Zwei Männer stiegen aus. Der eine war so feist, dass er im Nacken Harmonikafalten bekam, wenn er den Kopf nur ein wenig hob. Und sie gingen auf den Brasilianer zu. Und die Hündin kam bellend aus dem Gewächshaus gelaufen. Und der Dünnere schlug die Hündin sofort zweimal mit einem Stock. Und der Brasilianer legte die nassen Socken über den Rand des Brunnentroges. Und der Dicke fasste den Brasilianer am Arm, um ihm zu verstehen zu geben, dass sie ihn jetzt dringender brauchten als der Hund. Und die Hündin kroch winselnd unter den Leiterwagen. Und kurz darauf gingen die Männer mit dem Brasilianer zum Haus. Und ich dachte, was sind das für Menschen, die den Hut nicht abnehmen, wenn sie ein Haus betreten. Antwort: Das ist wohl nicht deren Hauptproblem.

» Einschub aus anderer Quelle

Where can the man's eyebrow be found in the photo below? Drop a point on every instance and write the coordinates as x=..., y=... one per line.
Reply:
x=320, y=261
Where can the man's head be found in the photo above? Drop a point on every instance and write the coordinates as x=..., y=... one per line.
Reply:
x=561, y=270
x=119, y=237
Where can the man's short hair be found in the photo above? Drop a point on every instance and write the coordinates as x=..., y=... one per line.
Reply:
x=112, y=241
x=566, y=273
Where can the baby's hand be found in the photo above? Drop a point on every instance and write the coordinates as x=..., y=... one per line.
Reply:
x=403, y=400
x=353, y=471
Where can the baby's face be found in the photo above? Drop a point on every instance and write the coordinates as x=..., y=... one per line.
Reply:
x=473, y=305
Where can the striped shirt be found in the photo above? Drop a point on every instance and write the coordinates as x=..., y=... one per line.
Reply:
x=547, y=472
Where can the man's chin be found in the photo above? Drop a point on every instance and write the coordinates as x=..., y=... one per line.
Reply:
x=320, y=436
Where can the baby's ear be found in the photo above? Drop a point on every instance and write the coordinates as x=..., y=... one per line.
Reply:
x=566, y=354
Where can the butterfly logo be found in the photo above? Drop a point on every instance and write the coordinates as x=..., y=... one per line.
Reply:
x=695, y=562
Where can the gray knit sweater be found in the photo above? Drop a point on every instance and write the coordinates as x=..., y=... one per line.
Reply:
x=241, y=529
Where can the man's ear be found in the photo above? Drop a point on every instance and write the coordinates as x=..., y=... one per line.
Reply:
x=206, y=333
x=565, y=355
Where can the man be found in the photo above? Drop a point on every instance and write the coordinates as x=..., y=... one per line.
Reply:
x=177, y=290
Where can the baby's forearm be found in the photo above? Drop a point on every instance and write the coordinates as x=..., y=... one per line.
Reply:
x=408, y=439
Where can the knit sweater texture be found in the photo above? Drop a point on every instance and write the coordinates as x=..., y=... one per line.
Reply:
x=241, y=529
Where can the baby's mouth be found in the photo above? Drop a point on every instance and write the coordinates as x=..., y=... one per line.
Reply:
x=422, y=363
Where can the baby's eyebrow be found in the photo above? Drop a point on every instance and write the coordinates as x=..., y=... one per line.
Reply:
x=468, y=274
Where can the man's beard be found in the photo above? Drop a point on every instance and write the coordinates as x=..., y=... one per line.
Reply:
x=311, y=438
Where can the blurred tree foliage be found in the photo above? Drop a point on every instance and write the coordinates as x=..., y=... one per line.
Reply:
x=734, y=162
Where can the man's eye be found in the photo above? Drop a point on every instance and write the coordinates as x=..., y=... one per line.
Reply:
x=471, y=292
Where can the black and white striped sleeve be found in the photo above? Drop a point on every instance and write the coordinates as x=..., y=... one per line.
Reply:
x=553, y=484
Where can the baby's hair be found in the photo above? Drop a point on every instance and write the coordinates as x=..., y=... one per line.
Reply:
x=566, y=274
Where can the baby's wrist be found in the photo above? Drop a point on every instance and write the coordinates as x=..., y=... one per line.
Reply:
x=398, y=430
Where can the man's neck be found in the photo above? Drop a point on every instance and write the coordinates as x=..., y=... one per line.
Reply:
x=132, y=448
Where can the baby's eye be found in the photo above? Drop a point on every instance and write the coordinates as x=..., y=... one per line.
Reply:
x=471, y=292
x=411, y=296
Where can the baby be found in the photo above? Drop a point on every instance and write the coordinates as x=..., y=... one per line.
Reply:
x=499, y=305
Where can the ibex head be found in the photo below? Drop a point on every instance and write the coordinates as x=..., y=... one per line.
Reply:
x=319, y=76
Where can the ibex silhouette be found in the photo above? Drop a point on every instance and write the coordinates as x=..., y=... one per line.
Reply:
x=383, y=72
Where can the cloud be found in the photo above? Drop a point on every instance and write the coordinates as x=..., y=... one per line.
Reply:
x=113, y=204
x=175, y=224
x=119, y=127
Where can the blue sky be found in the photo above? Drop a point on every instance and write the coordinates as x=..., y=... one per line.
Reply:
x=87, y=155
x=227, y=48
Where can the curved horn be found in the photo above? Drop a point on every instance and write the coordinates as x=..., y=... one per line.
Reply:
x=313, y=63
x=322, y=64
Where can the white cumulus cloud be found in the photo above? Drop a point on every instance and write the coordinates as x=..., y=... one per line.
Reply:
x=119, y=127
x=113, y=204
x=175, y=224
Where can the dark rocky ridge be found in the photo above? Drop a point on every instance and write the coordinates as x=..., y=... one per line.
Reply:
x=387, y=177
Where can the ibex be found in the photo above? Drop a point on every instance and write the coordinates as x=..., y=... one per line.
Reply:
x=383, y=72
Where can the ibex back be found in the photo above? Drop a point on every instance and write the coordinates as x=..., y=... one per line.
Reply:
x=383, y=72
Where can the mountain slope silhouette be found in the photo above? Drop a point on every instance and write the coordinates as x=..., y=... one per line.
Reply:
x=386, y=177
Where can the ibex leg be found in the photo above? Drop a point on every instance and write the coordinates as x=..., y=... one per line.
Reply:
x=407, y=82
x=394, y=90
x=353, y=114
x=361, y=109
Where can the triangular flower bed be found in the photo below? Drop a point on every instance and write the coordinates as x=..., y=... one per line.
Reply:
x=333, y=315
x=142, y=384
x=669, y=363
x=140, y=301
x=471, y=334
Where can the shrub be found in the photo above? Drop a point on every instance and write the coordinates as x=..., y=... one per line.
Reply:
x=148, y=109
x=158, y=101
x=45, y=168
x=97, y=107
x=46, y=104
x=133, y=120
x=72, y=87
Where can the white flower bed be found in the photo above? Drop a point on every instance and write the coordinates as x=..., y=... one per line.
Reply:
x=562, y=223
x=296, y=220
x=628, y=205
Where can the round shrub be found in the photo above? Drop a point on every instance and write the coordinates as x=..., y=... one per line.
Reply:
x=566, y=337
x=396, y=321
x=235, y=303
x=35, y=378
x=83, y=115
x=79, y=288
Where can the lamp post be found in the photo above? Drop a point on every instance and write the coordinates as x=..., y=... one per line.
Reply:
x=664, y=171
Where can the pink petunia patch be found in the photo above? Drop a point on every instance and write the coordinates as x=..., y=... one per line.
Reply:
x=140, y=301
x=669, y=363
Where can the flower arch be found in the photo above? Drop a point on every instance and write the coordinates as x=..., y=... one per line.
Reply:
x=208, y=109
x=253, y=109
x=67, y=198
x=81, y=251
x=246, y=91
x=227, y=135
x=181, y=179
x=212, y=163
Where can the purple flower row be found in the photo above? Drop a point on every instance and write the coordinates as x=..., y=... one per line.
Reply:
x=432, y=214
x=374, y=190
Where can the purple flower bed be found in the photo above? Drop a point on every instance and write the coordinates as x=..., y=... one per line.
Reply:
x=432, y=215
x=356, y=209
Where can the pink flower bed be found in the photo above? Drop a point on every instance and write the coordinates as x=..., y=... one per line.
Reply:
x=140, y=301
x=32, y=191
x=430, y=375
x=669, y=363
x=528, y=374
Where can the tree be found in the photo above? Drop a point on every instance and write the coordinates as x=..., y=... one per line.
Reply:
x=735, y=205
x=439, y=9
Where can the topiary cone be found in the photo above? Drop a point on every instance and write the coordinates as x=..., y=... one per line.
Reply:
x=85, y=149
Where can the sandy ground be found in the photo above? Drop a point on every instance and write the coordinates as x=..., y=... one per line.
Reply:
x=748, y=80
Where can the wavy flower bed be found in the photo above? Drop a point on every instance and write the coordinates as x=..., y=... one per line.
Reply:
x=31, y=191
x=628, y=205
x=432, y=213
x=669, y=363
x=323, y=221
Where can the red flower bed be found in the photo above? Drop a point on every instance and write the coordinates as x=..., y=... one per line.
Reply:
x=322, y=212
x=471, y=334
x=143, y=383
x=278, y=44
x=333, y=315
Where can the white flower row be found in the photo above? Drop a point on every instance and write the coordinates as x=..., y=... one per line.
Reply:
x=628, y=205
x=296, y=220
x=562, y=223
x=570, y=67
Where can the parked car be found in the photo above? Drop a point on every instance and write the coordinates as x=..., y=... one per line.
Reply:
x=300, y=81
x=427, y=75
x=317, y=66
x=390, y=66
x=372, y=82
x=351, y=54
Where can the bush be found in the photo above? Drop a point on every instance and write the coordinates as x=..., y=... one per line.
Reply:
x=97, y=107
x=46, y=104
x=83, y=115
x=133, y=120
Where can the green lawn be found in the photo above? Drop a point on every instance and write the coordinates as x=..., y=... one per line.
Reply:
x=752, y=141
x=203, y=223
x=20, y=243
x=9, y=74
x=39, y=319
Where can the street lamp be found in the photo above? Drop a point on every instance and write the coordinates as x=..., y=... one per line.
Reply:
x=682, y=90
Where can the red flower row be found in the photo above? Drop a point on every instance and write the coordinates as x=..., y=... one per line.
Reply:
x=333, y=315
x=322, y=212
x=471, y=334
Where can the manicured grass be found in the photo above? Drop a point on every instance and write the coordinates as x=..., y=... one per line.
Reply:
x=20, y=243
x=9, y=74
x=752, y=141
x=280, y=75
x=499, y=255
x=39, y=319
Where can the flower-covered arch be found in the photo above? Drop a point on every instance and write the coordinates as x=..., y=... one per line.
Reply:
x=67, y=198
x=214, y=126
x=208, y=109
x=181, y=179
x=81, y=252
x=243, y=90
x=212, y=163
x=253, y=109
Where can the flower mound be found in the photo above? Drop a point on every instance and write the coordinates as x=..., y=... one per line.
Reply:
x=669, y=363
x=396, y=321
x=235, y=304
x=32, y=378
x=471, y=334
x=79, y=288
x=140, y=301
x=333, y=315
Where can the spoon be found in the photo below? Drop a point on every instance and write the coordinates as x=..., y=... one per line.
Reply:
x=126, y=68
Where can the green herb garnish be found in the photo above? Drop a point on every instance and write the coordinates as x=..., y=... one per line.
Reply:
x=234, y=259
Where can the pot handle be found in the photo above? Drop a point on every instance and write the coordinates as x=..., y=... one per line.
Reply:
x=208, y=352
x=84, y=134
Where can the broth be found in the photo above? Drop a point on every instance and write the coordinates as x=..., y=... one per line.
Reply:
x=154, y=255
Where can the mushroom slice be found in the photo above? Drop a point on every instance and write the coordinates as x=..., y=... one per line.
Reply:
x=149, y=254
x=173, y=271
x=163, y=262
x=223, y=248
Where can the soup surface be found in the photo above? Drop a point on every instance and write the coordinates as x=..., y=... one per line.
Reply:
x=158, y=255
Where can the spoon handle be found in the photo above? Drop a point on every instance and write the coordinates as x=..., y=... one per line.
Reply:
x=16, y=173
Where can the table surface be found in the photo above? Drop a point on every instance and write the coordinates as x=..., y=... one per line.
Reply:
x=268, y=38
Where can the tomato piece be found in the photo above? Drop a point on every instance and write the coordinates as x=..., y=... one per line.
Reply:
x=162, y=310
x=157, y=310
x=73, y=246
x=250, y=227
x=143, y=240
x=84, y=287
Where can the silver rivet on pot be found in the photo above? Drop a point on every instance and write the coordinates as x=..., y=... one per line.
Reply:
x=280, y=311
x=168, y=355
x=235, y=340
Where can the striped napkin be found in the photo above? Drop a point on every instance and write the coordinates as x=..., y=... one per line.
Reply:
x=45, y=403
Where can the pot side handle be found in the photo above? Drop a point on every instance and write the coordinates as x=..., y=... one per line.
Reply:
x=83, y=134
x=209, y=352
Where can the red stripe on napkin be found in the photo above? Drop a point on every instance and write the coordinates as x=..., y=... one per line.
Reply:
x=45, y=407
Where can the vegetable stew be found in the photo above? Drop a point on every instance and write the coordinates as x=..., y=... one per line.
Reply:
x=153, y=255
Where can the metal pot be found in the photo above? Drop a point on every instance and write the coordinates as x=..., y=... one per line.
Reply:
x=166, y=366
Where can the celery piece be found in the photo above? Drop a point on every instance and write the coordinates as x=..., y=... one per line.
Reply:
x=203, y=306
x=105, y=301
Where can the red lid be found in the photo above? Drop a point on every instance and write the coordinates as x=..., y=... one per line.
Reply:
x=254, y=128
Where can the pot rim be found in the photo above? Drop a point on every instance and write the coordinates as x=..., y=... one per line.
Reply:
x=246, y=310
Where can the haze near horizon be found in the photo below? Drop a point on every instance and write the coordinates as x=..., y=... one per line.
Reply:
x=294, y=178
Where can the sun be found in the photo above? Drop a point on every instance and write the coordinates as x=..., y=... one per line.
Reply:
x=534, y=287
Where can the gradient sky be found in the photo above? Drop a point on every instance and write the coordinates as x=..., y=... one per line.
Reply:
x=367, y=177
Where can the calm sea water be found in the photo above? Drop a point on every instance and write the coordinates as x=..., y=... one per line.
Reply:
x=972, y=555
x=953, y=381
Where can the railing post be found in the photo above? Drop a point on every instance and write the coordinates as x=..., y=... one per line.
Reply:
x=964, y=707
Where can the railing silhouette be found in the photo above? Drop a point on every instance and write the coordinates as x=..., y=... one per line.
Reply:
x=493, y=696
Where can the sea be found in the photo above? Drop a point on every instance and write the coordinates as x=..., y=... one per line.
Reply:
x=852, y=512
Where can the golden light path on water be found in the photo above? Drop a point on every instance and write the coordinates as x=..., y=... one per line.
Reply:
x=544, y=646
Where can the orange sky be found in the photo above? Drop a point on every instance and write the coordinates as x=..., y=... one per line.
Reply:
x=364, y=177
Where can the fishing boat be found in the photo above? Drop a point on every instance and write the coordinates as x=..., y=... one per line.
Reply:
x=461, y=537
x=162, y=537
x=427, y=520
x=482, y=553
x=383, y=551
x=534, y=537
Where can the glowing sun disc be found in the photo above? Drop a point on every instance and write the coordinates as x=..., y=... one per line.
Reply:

Als die Männer wieder herauskamen, war die Aktenmappe unter dem Arm des Dünneren dicker geworden, und die halbe Nachbarschaft hatte sich auf der Straße versammelt, denn das Erscheinen eines Wagens mit verdunkelten Fenstern hatte nicht nur bei mir Aufsehen erregt. / Da ich Uniform trug, wagte ich es, den Männern entgegenzugehen. Der Dicke kam auf mich zu, und ohne mich zu Wort kommen zu lassen, bezeichnete er mich als genau richtig, ich solle ihm die Gaffer vom Hals halten. Ich drehte mich um, auch die Quartierfrau hatte sich ein wenig herangewagt. Ich fragte, was das werden solle. / »Eine tadellose Verhaftung«, gab der Mann mit leisem Hohn zurück, und dabei fixierte er mich, wie man es ihm im Schnellsiedekurs für Geheimpolizisten beigebracht oder wie er es sich zur Gewohnheit gemacht hatte. Es wirkte einstudiert, verfehlte aber nicht den gewünschten Effekt. Ich blieb stehen.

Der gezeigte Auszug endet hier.